One tall, very dark-eyed, well-made fellow—no one Kyros knew—met the chef’s glance as Strumosus paused in front of him and murmured, with an odd half-smile, ‘Did you know that Lysippus is back?’

It was said softly, but Kyros was standing beside the cook, and though he turned quickly and busied himself with dessert trays he had good ears.

He heard Strumosus, after a pause, say only, ‘I won’t ask how you came by that knowledge. There’s sauce on your forehead. Wipe it off before you go back out.’

Strumosus moved on down the line. Kyros found himself breathing with difficulty. Lysippus the Calysian, Valerius’s grossly fat taxation master, had been exiled after the Victory Riot. The Calysian’s personal habits had been a cause of fear and revulsion among the lower classes of the City; his had been a name used to threaten wayward children.

He had also been Strumosus’s employer before he was exiled.

Kyros glanced furtively over at the chef, who was sorting out the last of the serving boys now. This was just a rumour, Kyros reminded himself, and the tidings might be new to him but not necessarily to Strumosus. In any case, he had no way to sort out what it might mean, and it was none of his affair in any possible way. He was unsettled, though.
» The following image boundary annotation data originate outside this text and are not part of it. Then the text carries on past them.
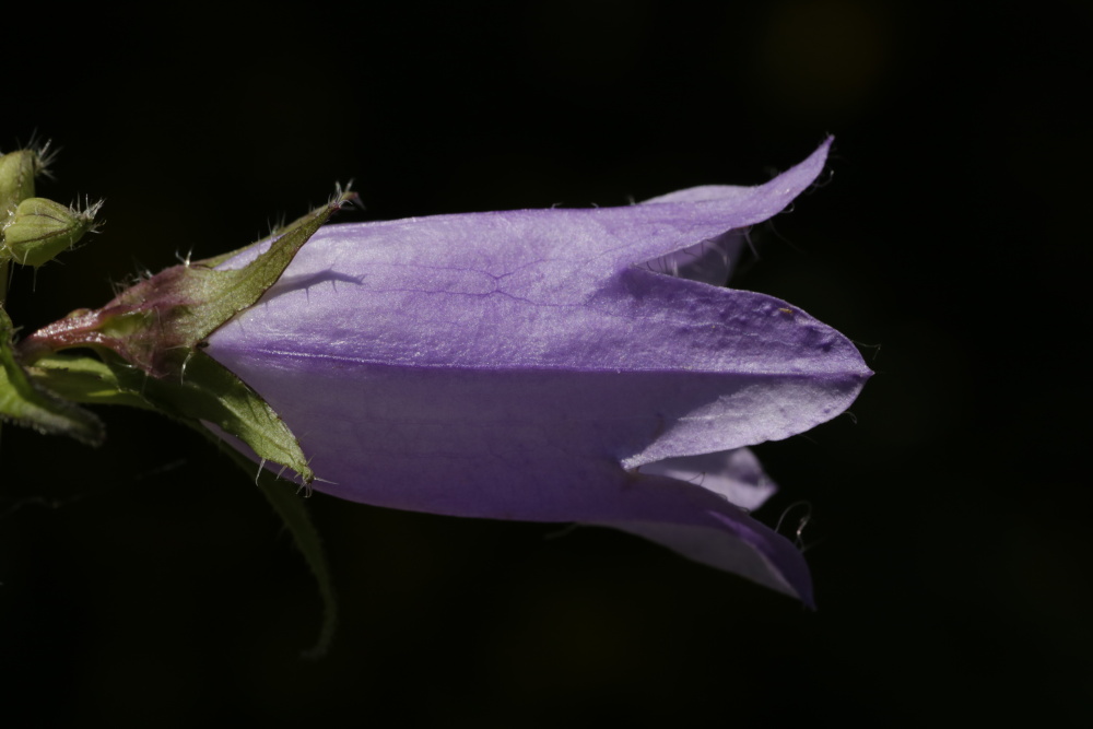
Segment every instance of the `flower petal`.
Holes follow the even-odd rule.
[[[333,482],[322,491],[643,533],[671,524],[690,537],[662,541],[681,551],[716,531],[804,597],[784,576],[803,569],[788,541],[716,489],[636,469],[800,433],[869,376],[842,334],[781,301],[646,266],[775,214],[825,153],[755,188],[627,208],[324,227],[208,353],[285,420]]]

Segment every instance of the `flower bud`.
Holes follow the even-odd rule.
[[[35,150],[0,155],[0,217],[34,197],[34,176],[43,168],[42,156]]]
[[[45,198],[27,198],[4,224],[2,250],[17,263],[37,268],[70,248],[94,226],[99,204],[81,211]]]

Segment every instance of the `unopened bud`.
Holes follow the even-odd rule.
[[[0,219],[34,197],[34,176],[43,168],[42,155],[35,150],[0,155]]]
[[[0,247],[23,266],[42,266],[94,226],[99,204],[81,211],[45,198],[23,200],[4,225]]]

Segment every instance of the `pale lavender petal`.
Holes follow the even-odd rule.
[[[775,214],[825,153],[763,186],[702,188],[700,201],[328,226],[208,352],[284,418],[333,482],[322,491],[719,530],[804,598],[786,576],[803,563],[771,556],[788,542],[764,551],[781,538],[722,494],[638,467],[803,432],[869,376],[850,342],[785,302],[649,267]]]

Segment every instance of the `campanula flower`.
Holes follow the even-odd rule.
[[[325,226],[202,348],[320,491],[614,527],[811,603],[799,551],[751,516],[774,486],[747,447],[834,418],[871,373],[834,329],[724,283],[828,144],[756,187]]]

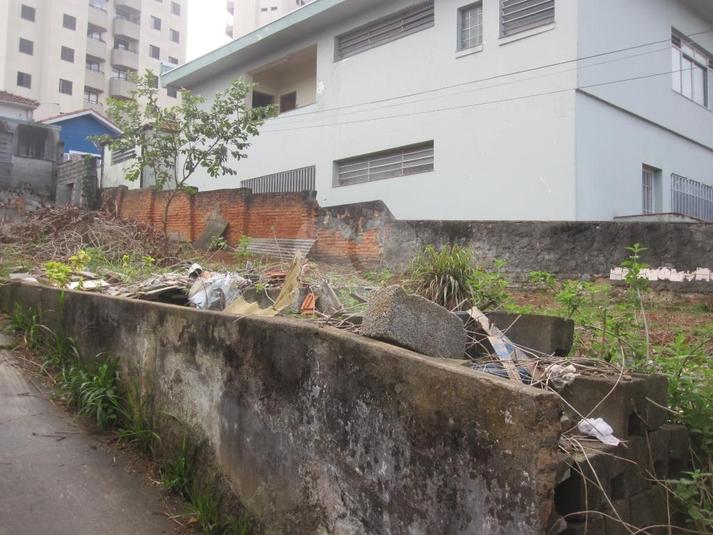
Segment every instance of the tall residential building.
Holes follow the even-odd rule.
[[[0,0],[0,90],[40,103],[35,119],[126,98],[130,73],[184,63],[187,0]],[[161,89],[161,103],[176,98]]]
[[[225,33],[232,39],[242,37],[260,26],[287,15],[314,0],[228,0],[228,13],[233,23]]]

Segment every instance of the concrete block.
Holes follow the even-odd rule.
[[[617,377],[580,376],[562,395],[579,414],[604,418],[619,439],[643,436],[645,432],[642,415],[646,409],[646,382],[643,379],[622,378],[617,383]],[[576,414],[571,417],[579,420]]]
[[[646,383],[644,419],[646,428],[654,431],[661,427],[668,419],[664,407],[668,406],[668,379],[663,375],[636,375]]]
[[[389,286],[372,297],[361,334],[431,357],[465,354],[466,333],[458,317],[401,286]]]
[[[565,357],[572,350],[574,322],[556,316],[535,314],[487,314],[493,324],[507,330],[507,336],[518,345],[545,355]]]
[[[668,478],[677,479],[681,473],[689,469],[690,436],[688,429],[683,425],[664,424],[662,430],[669,435],[668,442]]]

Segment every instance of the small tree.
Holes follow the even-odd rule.
[[[235,80],[218,92],[210,107],[205,99],[190,91],[181,91],[179,104],[158,105],[158,77],[147,71],[135,78],[132,98],[109,99],[107,112],[121,129],[117,138],[101,136],[96,141],[113,152],[136,150],[136,158],[126,171],[130,182],[139,180],[145,171],[154,176],[157,190],[168,190],[163,210],[163,232],[168,226],[168,210],[179,192],[193,193],[188,180],[199,169],[210,177],[237,174],[231,158],[246,158],[248,139],[259,134],[272,108],[250,108],[245,97],[251,86]]]

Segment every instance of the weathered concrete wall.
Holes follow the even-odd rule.
[[[121,358],[207,437],[266,533],[541,534],[555,396],[329,328],[38,286],[83,355]]]

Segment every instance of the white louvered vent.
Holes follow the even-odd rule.
[[[433,141],[337,162],[336,186],[433,171]]]
[[[412,33],[431,28],[435,23],[433,1],[388,15],[337,37],[335,59],[359,54]]]
[[[509,37],[555,21],[555,0],[500,0],[500,36]]]

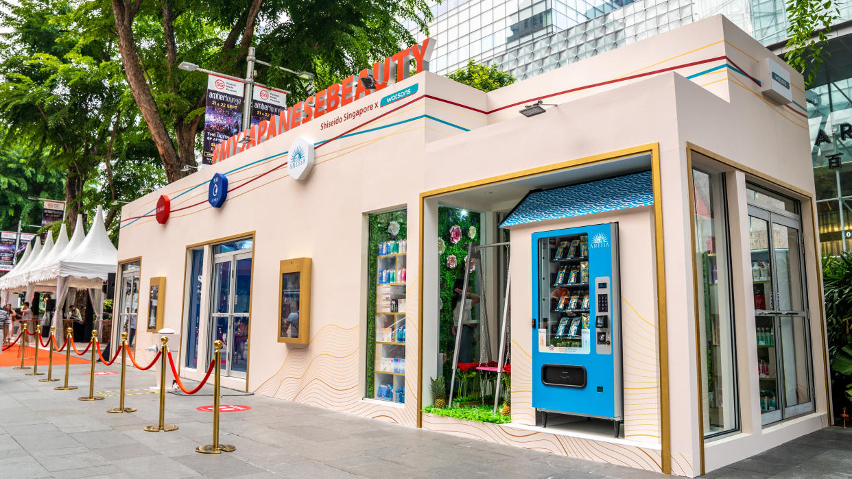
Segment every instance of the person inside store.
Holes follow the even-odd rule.
[[[11,335],[9,329],[11,329],[12,317],[14,316],[14,313],[12,311],[12,305],[6,305],[0,309],[0,328],[3,329],[3,345],[4,346],[9,345],[11,340],[9,339],[9,336]]]
[[[83,315],[80,314],[80,309],[77,305],[72,305],[68,309],[68,317],[78,324],[83,324]]]
[[[457,278],[453,285],[452,293],[452,335],[456,335],[456,322],[458,321],[459,312],[462,314],[462,338],[458,346],[458,362],[472,362],[474,356],[474,333],[479,322],[474,321],[470,315],[470,310],[475,305],[479,304],[480,297],[469,290],[467,294],[462,291],[464,287],[464,280]],[[464,300],[462,300],[464,298]]]
[[[30,303],[28,301],[24,301],[24,305],[20,306],[20,318],[19,319],[19,321],[20,321],[21,322],[20,325],[21,328],[24,328],[24,324],[26,324],[26,322],[31,322],[30,324],[27,325],[27,328],[32,326],[32,310],[30,309]]]

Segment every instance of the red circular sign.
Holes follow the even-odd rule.
[[[169,220],[169,214],[171,212],[171,201],[169,197],[160,195],[160,199],[157,200],[157,222],[165,225]]]
[[[240,411],[248,411],[250,409],[250,406],[243,406],[242,404],[220,404],[219,412],[220,413],[239,413]],[[196,408],[197,410],[202,413],[212,413],[213,406],[202,406],[200,408]]]

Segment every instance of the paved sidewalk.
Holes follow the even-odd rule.
[[[145,394],[153,373],[129,370],[127,388],[137,394],[125,405],[139,410],[112,414],[106,409],[118,406],[118,396],[77,400],[88,394],[88,370],[72,365],[71,384],[80,389],[54,391],[58,383],[0,368],[0,477],[663,477],[261,396],[223,397],[223,403],[252,408],[222,414],[220,440],[237,450],[199,454],[195,448],[211,442],[212,414],[196,408],[212,404],[212,388],[200,391],[206,396],[168,394],[166,423],[180,429],[145,432],[142,427],[158,419],[158,396]],[[55,377],[63,372],[55,368]],[[95,391],[115,394],[109,391],[118,389],[118,374],[97,375]],[[850,443],[852,430],[825,430],[708,476],[852,477],[827,476],[852,470]]]

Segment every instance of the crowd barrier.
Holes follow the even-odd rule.
[[[30,333],[26,329],[26,323],[24,323],[23,329],[21,330],[20,334],[18,334],[18,337],[15,338],[14,340],[12,341],[11,343],[9,343],[9,345],[7,345],[5,346],[3,346],[3,351],[7,351],[7,350],[10,349],[13,345],[14,345],[15,344],[17,344],[18,341],[20,341],[20,366],[15,366],[13,368],[14,369],[22,369],[22,370],[23,369],[30,369],[29,367],[24,365],[24,360],[25,360],[25,357],[26,356],[26,347],[27,347],[27,337],[28,336],[35,336],[36,337],[35,338],[35,350],[36,351],[35,351],[35,357],[33,358],[33,362],[32,362],[32,373],[26,373],[26,375],[27,375],[27,376],[42,376],[42,375],[44,375],[44,373],[39,373],[38,372],[38,351],[41,349],[41,347],[39,347],[39,345],[41,345],[42,347],[47,348],[49,350],[49,359],[48,359],[48,377],[45,378],[45,379],[39,379],[39,381],[40,382],[58,381],[59,379],[56,379],[53,378],[53,353],[54,353],[55,351],[56,352],[62,352],[63,351],[65,351],[65,383],[63,384],[63,385],[55,387],[54,389],[57,390],[57,391],[74,390],[74,389],[77,389],[77,386],[69,386],[68,385],[68,374],[69,374],[69,371],[71,369],[71,353],[72,353],[72,351],[73,351],[73,352],[77,356],[84,356],[89,351],[89,350],[91,350],[91,351],[92,351],[91,352],[91,360],[90,360],[91,361],[91,366],[89,368],[89,396],[84,396],[83,397],[78,397],[78,399],[79,401],[95,402],[95,401],[104,399],[103,396],[95,396],[95,362],[96,358],[100,357],[101,358],[101,363],[104,366],[111,366],[111,365],[112,365],[115,362],[116,359],[118,359],[118,355],[120,354],[121,355],[121,386],[120,386],[120,391],[119,391],[118,407],[118,408],[113,408],[112,409],[107,409],[106,412],[107,413],[133,413],[133,412],[136,411],[135,408],[127,408],[127,407],[124,406],[124,396],[125,396],[124,385],[125,385],[125,370],[126,370],[126,367],[127,367],[127,358],[130,358],[130,362],[133,364],[133,366],[135,368],[136,368],[137,369],[139,369],[140,371],[146,371],[147,369],[150,369],[151,368],[153,367],[154,364],[157,363],[157,361],[159,360],[160,361],[160,370],[159,370],[159,374],[160,374],[160,378],[159,378],[160,379],[160,381],[159,381],[159,385],[160,385],[160,388],[159,388],[159,422],[157,425],[148,425],[148,426],[146,426],[144,428],[144,431],[149,431],[149,432],[158,432],[160,431],[168,432],[168,431],[176,431],[178,429],[177,425],[167,425],[167,424],[164,424],[165,423],[164,419],[165,419],[165,389],[166,389],[165,388],[165,373],[166,373],[166,362],[168,362],[169,363],[169,367],[171,368],[172,374],[175,375],[175,380],[176,381],[178,387],[181,388],[181,391],[182,391],[186,394],[189,394],[189,395],[195,394],[196,392],[199,391],[201,390],[201,388],[204,387],[204,385],[207,383],[207,380],[210,379],[210,374],[213,374],[213,443],[212,444],[208,444],[208,445],[205,445],[205,446],[199,446],[199,447],[196,448],[195,451],[198,452],[198,453],[208,453],[208,454],[214,453],[215,454],[215,453],[222,453],[222,452],[230,453],[230,452],[233,452],[233,451],[236,450],[236,448],[233,447],[233,446],[232,446],[232,445],[230,445],[230,444],[220,444],[219,443],[219,413],[220,413],[220,411],[219,411],[219,403],[220,403],[219,399],[220,399],[220,381],[221,381],[221,375],[222,375],[222,368],[216,368],[215,366],[216,364],[220,364],[220,362],[222,361],[222,351],[221,351],[222,346],[222,341],[218,341],[217,340],[217,341],[216,341],[214,343],[214,346],[216,348],[216,351],[214,352],[213,359],[210,361],[210,366],[207,368],[207,372],[204,374],[204,379],[201,379],[201,382],[194,389],[188,390],[188,389],[187,389],[186,386],[183,385],[183,383],[181,382],[180,376],[177,374],[177,368],[175,366],[175,360],[171,356],[171,351],[169,351],[169,345],[169,345],[169,338],[168,337],[164,336],[164,337],[160,338],[161,346],[160,346],[159,351],[157,351],[157,355],[154,356],[153,361],[152,361],[151,363],[148,364],[147,366],[142,367],[142,366],[140,366],[139,363],[136,362],[135,358],[133,356],[133,351],[130,350],[130,346],[127,344],[127,333],[122,333],[122,334],[121,334],[121,343],[120,343],[118,348],[117,348],[115,354],[112,356],[112,358],[111,360],[107,361],[106,358],[105,358],[103,356],[102,353],[101,352],[101,345],[98,342],[97,332],[96,331],[92,331],[92,338],[91,338],[91,339],[89,339],[89,344],[86,345],[85,349],[83,349],[82,352],[79,351],[78,351],[77,350],[77,345],[74,345],[73,332],[72,332],[72,330],[71,328],[68,328],[66,329],[65,342],[62,343],[62,345],[60,346],[60,347],[58,347],[58,348],[56,347],[57,341],[56,341],[56,336],[55,334],[55,328],[54,327],[51,327],[50,328],[50,335],[49,335],[49,338],[48,339],[47,342],[44,343],[44,342],[42,341],[42,339],[41,339],[41,326],[40,325],[37,325],[36,326],[36,331],[35,332]]]

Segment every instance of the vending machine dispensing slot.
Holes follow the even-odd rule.
[[[532,235],[532,406],[624,419],[617,223]]]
Strumosus finished arranging the boys to his satisfaction and sent them parading back out to the diners with ewers of sweetened wine and the great procession of desserts: sesame cakes, candied fruit, rice pudding in honey, musk melon, pears in water, dates and raisins, almonds and chestnuts, grapes in wine, huge platters of cheeses—mountain and lowland, white and golden, soft and hard—with more honey for dipping, and his own nut bread. A specially baked round loaf was carried up to the bride and groom with two silver rings inside that were the chef’s gift to them.

When the last platter and tray and flask and beaker and serving dish had gone out and no sounds of catastrophe emerged from the dining hall, Strumosus finally allowed himself to sit on a stool, a cup of wine at his elbow. He didn’t smile, but he did set down his wooden spoon. Watching from the corner of his eye, Kyros sighed. They all knew what the lowered spoon meant. He allowed himself to relax.

‘I imagine,’ said the chef to the room at large, ‘that we have done enough to let the last of the wedding day be mild and merry and the night be what it will.’ He was quoting some poet or other. He often did. Meeting Kyros’s glance, Strumosus added, softly, ‘Rumours of Lysippus bubble up like boiled milk every so often. Until the Emperor revokes his exile, he isn’t here.’

Which meant he knew Kyros had overheard. He didn’t miss much, Strumosus. The chef looked away and around the crowded kitchen. He lifted his voice, ‘A serviceable afternoon’s work, all of you. The dancer should be happy out there.’

‘She says to tell you that if you do not come rescue her immediately she will scream at her own banquet and blame you. You understand,’ added the bird, silently, ‘that I don’t like being made to talk to you this way. It feels unnatural.’

As if there was anything remotely natural about any of these exchanges, Crispin thought, trying to pay attention to the conversation around him.

He could hear Shirin’s bird as clearly as he’d heard Linon—provided he and the dancer were sufficiently close to each other. At a distance, Danis’s inward voice faded and then disappeared. No thoughts he sent could be heard by the bird—or by Shirin. In fact, Danis was right. It was unnatural.

Most of the guests were back in Shirin’s reception room. The Rhodian tradition of lingering at table—or couch in the old-style banquets—was not followed in the east. When the meal was done and people were drinking their last cups of mixed or honey-sweetened wine, Sarantines tended to be on their feet again, sometimes unsteadily.